An extravaganza for the art form
Cynthia Muñoz, a leading producer of mariachi festivals and concerts, calls San Antonio the birthplace of the whole mariachi festival movement, which began in 1979 with an annual competition event established by Belle San Miguel Ortiz.
Muñoz now organizes the weeklong event known as Mariachi Extravaganza, this year scheduled for Nov. 30 to Dec. 2 at the Lila Cockrell Theatre.
Mariachi Connection opened a few years after the Extavaganza first attracted thousands of performers and fans to San Antonio and raised the national profile of the art form. Muñoz estimates there are about 30,000 students involved in school-based mariachi programs today.

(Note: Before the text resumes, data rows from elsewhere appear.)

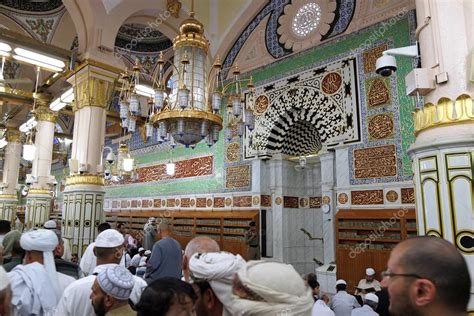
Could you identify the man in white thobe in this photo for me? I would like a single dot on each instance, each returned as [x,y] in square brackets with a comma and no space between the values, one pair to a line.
[35,286]
[75,300]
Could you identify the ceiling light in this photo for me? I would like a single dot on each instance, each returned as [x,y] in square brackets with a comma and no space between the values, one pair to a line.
[5,47]
[3,142]
[40,58]
[25,127]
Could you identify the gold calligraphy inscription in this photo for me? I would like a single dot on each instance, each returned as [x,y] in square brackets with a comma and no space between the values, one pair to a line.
[378,92]
[219,202]
[261,104]
[408,195]
[371,55]
[266,200]
[367,197]
[375,162]
[237,177]
[380,126]
[315,202]
[200,202]
[331,83]
[290,201]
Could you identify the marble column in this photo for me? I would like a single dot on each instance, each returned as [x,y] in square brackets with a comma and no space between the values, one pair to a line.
[11,168]
[443,153]
[38,201]
[93,85]
[328,204]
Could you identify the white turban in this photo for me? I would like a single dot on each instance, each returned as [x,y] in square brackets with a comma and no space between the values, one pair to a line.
[218,268]
[45,241]
[271,288]
[4,280]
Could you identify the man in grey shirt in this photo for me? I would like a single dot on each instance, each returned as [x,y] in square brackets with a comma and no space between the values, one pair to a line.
[166,257]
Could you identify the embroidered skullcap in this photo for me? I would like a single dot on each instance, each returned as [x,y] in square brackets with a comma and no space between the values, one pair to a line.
[50,225]
[371,297]
[116,281]
[109,238]
[4,280]
[341,281]
[270,288]
[369,271]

The store makes it possible for the musicians and dancers to look good, and that’s important, Muñoz said.
“This is a form of music that dates back more than 100 years, and it is very traditional and authentic,” she said. The costumes and how they are worn honor that tradition.
“There’s not a speckle of dust on the boots … there’s not one little hair that’s out of place when the girls pull their hair back into a traditional ponytail with the hairpiece and the sombrero over it,” Muñoz said.
“It is the utmost demonstration of excellence and perfection and desire to be the best, and that means playing at an exceptional level but also having this traje that’s worn with great pride.”
And the skirts of ballet folklorico are more than a costume, said dance instructor Lauren Biediger, who grew up learning many dance forms in McAllen. “It’s a tool,” she said. “And the shoes, too.”

A proprietor’s design
The costumes, footwear and accessories are made in Mexico and imported by Benavides for her store. “We have our own people that work for us,” she said. “We’re probably 90% to 95% of all their work.”
But of the two lines of dance shoes she stocks, one is manufactured by the Mariachi Connection. Benavides is proud of the footwear she designed that bears her name. The Josefina leather strap shoes and lace-up boots with silver nails pounded into the toe and heel come in black and white.
For all her knowledge and love of mariachi and ballet folklorico, Benavides is not a performer herself.
“I am not a dancer or a musician,” she said. “But I tried. I did take lessons. When [the instructor] said, ‘Do it again, and again’ I said, ‘Huh?’”
But she knows the joy and power of folklorico’s ruffled doble vuelo and the traje de gala of the mariachi.
“Once you put on a suit, it’s just like everything changes about you,” she said. “It just does something to you, like mariachi superhero or something, because it just changes everything.”